É como monstro que sinistramente emerge das entranhas da terra, é como monstro que
finalmente sai de seu esconderijo à luz do dia, é como monstro que cinicamente o exército e o
presidente dos Estados Unidos o exibem diante das câmeras e holofotes.
Impõem-se aqui algumas perguntas inevitáveis: quem criou esse "monstro" e o outro, Bin
Laden, igualmente procurado? Quem os nutriu a partir das contradições da trajetória histórica do
Iraque ou do Afeganistão? Quem os armou nas décadas de tirania e massacre? Quem os utilizou
no jogo de xadrez da luta pelo petróleo? Quem agora os promove do anonimato ao grande palco
da história mundial, abandonando-os hipocritamente a um linchamento moral e político?
A resposta a essas perguntas é uma só e todos a conhecemos: os Estados Unidos. Os mesmos
Estados Unidos que hoje apontam o "tirano do Iraque" como um troféu da cruzada planetária do
bem sobre o mal, ao mesmo tempo que prometem intensificar as buscas ao "inimigo número
um" na luta contra o terrorismo. O golpe de marketing diante da opinião pública não poderia ser
melhor, seja em âmbito internacional seja no cenário das eleições estado-unidenses.
Mas pergunta puxa pergunta. Quem é mais nocivo na atual cultura de guerra, a mão que segura
a arma e mata ou os braços que a sustentam? Quem é mais perverso na difusão da violência, o
monstro ou seu criador? Quem deveria sentar-se no banco dos réus, Saddam Hussein os
responsáveis pela política externa dos Estados Unidos?
A verdade é que ambos os lados são conduzidos ao tribunal. Enquanto um deverá ser julgado
por um tribunal iraquiano ou internacional, os outros já vêm sendo julgados pelas forças vivas e
ativas da história. Enquanto um terá de prestar contas diante de seu povo e de alguns juízes,
jurados e testemunhas, outros devem explicações a toda a humanidade. Enquanto um deverá
ser condenado pelos crimes contra sua própria gente indefesa, os outros já foram duramente
condenados pelos danos aos povos empobrecidos de todo o mundo, pela devastação e
destruição do planeta e pelo uso indiscriminado dos recursos naturais.

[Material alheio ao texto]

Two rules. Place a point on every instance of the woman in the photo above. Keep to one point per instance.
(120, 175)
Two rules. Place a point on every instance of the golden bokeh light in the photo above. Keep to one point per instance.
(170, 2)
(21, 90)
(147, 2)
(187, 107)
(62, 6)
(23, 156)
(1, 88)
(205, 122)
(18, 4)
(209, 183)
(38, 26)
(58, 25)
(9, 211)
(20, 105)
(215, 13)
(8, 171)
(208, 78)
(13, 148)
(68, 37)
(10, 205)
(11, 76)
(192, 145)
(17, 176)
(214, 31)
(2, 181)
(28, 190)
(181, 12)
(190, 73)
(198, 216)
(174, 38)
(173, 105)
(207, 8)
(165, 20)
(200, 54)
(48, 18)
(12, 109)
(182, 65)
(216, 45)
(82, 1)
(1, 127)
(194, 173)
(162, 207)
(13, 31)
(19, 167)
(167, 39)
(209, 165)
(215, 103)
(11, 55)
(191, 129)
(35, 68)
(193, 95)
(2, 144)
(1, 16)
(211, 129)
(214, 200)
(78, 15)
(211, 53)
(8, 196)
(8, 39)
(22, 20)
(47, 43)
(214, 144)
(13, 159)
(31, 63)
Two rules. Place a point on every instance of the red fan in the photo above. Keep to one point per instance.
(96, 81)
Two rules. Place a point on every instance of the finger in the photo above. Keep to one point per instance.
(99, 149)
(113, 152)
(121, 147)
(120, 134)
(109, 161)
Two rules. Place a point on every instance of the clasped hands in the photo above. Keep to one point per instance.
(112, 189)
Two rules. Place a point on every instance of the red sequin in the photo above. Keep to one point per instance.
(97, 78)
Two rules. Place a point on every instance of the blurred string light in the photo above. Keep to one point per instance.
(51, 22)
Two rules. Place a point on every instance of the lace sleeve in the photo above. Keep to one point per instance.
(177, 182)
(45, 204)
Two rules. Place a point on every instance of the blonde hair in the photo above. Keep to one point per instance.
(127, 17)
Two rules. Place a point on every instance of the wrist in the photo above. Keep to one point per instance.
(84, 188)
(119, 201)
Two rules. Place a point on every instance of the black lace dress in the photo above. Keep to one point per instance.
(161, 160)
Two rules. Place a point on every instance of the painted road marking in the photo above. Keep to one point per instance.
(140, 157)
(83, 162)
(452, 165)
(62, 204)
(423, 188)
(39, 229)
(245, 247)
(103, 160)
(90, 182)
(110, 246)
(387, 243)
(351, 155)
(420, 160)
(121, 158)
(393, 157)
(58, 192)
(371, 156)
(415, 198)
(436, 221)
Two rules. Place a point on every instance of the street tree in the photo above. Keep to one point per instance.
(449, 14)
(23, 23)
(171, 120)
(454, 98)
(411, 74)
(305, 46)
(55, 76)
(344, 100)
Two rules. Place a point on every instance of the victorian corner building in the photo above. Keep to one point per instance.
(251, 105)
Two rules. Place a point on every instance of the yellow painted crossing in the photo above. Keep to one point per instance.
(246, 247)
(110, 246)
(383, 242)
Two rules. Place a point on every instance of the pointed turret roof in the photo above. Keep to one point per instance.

Imputa-se a Saddam Hussein milhares de assassinatos através da eliminação de minorias
étnicas. Imputa-se à política do governo norte-americano um imperialismo que, ao concentrar
cada vez mais a riqueza, leva à miséria, à exclusão social, à fome e à morte milhões de pessoas
em toda a face da terra. Imputa-se ao primeiro controlar com mão de ferro o poder iraquiano
para manter o luxo e a ostentação de poucos. Imputa-se ao segundo a sustentação secreta
dessa política de terror não só no Oriente, mas em várias regiões do planeta.
Em síntese, Saddam Hussein ou Bin Laden não passam de "bodes expiatórios" atirados ao furor
cego das massas, para salvar as aparências de uma "democracia" que não é incapaz de
sustentar-se eticamente. Os apelos ao combate do terrorismo internacional escondem o
terrorismo de Estado, legitimado pelas "instituições democráticas ocidentais". Escondem, mas
também revelam toda a sua nudez e fragilidade.
O julgamento dos movimentos e forças sociais na história, a exemplo da criança da fábula, não
se enganam ao descobrir que "o rei está nu".